Митя-маленький набрал в горсть мелких камушков и сосредоточенно разглядывал их.

— Я стесняюсь ходить с ним гулять в людные места, — призналась младшая из мам — Посмотрите, кривоногий-то какой! И в кого такой уродился! Разве у меня… у нас с вами такие ноги были когда-нибудь?

— Он вырастет — и ножки выпрямятся.

— Я так и думала, — обрадовалась Шура-младшая.

— О, будут ножки — хоть в балетную школу отдавай парня!

— Так и отдать бы. Разве нельзя?

— Не пожелал.

— Чего же он будет любить? Рисование?

— Нет. Не пошел в отца. Вот посмотрим, что будет дальше, а пока окончил университет, готовится в аспирантуру…

Младшая только покачала недоверчиво головой, потом похвалила сына:

— Он ужасно способный! Уже многие буквы знает, а ведь трех лет еще не исполнилось.

— Девушка у него появилась… такая, что не сегодня-завтра поженятся.

— Девушка? — Шура-младшая засмеялась, посмотрела на сына — и совсем залилась смехом, тем более что тот был ужасно серьезен.

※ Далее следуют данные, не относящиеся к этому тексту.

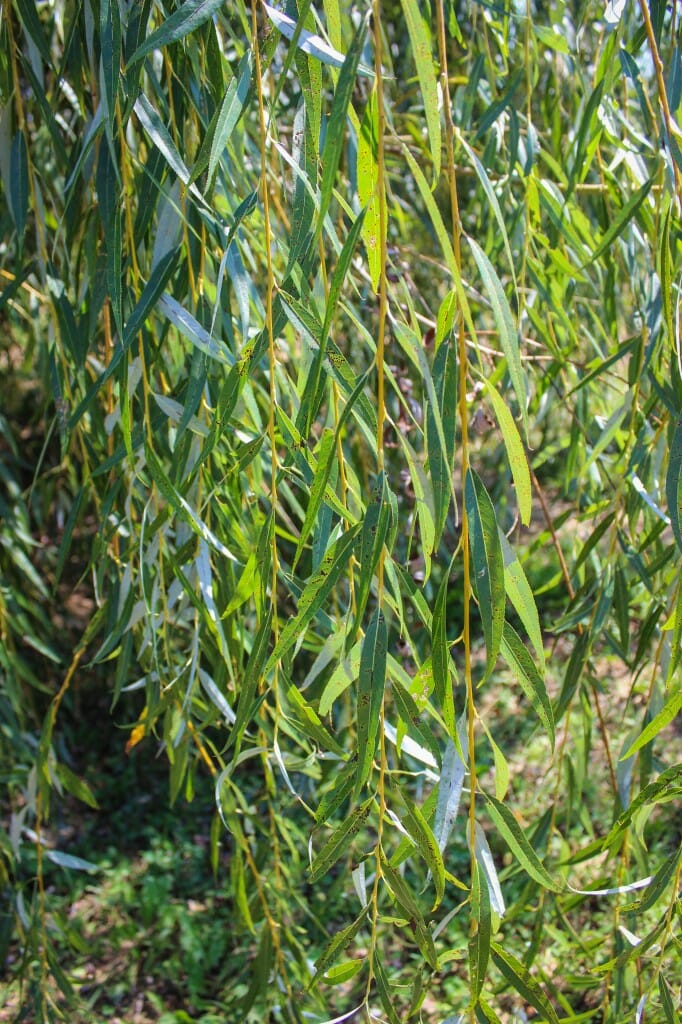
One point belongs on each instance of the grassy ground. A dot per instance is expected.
(150, 936)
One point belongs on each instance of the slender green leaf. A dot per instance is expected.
(186, 18)
(507, 331)
(529, 679)
(339, 841)
(517, 459)
(625, 215)
(488, 568)
(479, 942)
(420, 38)
(674, 483)
(518, 844)
(18, 184)
(521, 980)
(371, 692)
(316, 590)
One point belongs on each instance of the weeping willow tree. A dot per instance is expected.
(355, 336)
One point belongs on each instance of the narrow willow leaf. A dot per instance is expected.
(450, 788)
(424, 502)
(674, 483)
(410, 907)
(342, 973)
(666, 787)
(340, 680)
(336, 134)
(493, 200)
(529, 679)
(517, 459)
(488, 565)
(158, 132)
(507, 331)
(339, 275)
(186, 18)
(110, 41)
(371, 692)
(669, 1008)
(384, 991)
(415, 349)
(520, 595)
(108, 199)
(409, 713)
(501, 766)
(426, 843)
(18, 184)
(441, 460)
(325, 462)
(190, 329)
(316, 590)
(368, 182)
(252, 677)
(70, 861)
(484, 1014)
(230, 112)
(181, 507)
(339, 841)
(310, 723)
(440, 657)
(28, 11)
(523, 982)
(335, 947)
(373, 536)
(518, 844)
(479, 942)
(619, 225)
(486, 864)
(669, 712)
(420, 38)
(343, 787)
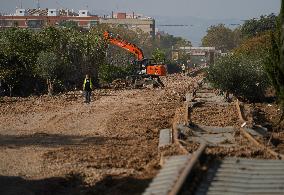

Старшая покровительственно улыбнулась:

— Чудно, верно?

— Да. Очень!

— К этому привыкаешь постепенно. Ты вот пока не знаешь, что у тебя родится еще и девочка.

— Я знаю!

— Но откуда?

— Митя так хочет… чтоб и дочка была.

Шура-старшая покачала головой:

— «Митя так хочет»… «Митя сказал»… «Мите надо»… Этакие дуры мы, и ты, и я!

Младшая отнюдь не обиделась на «дуру» Напротив, разговор стал доверительней и сердечней.

29

Во все время, пока говорили, до них доносилась звонкая девчоночья песня из-под горы; они обе иногда прислушивались к ней и, кажется, догадывались, кто поет.

— Гляньте-ка, — вдруг изумленно сказала мама серьезного мужичка.

По крутому склону поднималась к ним девушка в белом ситцевом сарафанчике с накидушкой-распахаечкой на плечах. Но пела не она, нет. Эта девушка тоже оглядывалась вниз, должно быть, дивясь на распевшуюся девчонку.

Шура смотрела на себя шестнадцатилетнюю: толстушка… с завивкой барашком… лицо глупое-глупое, наивное-наивное и очень миловидно, хоть и в веснушках. А может, благодаря этим веснушкам. А как она загорела! Почему? Ах да, приехала из Красноярска в свой первый отпуск, а отец заставил пасти стельных коров.

— Иди к нам! — позвала Шура.

Девушка помедлила, отрицательно покачала головой: она явно стеснялась.

— Да иди же, иди! — звала и юная мама Мити-маленького, в то время как тот не сводил взгляда с девушки, недоумевая.

Шурочка подошла к ним.

— Ну что, как твои подопечные? — спросила Шура-старшая.

— Пестрянку и Милку пришлось оставить на базе, — тихо отозвалась пастушка. — Наверно, уже отелились.

Вот теперь она увидела малыша и удивилась:

— Ой! Какой смешной!

Присела перед ним на корточки:

— Ты чей, а?

Маленький Митя молчал-молчал и вдруг впервые улыбнулся и протянул к ней руки, лепеча:

— Мама…

— Это твой сын, — сказали ей обе Шуры. — Он у тебя еще не родился, а мы вот уж без него и жить не можем.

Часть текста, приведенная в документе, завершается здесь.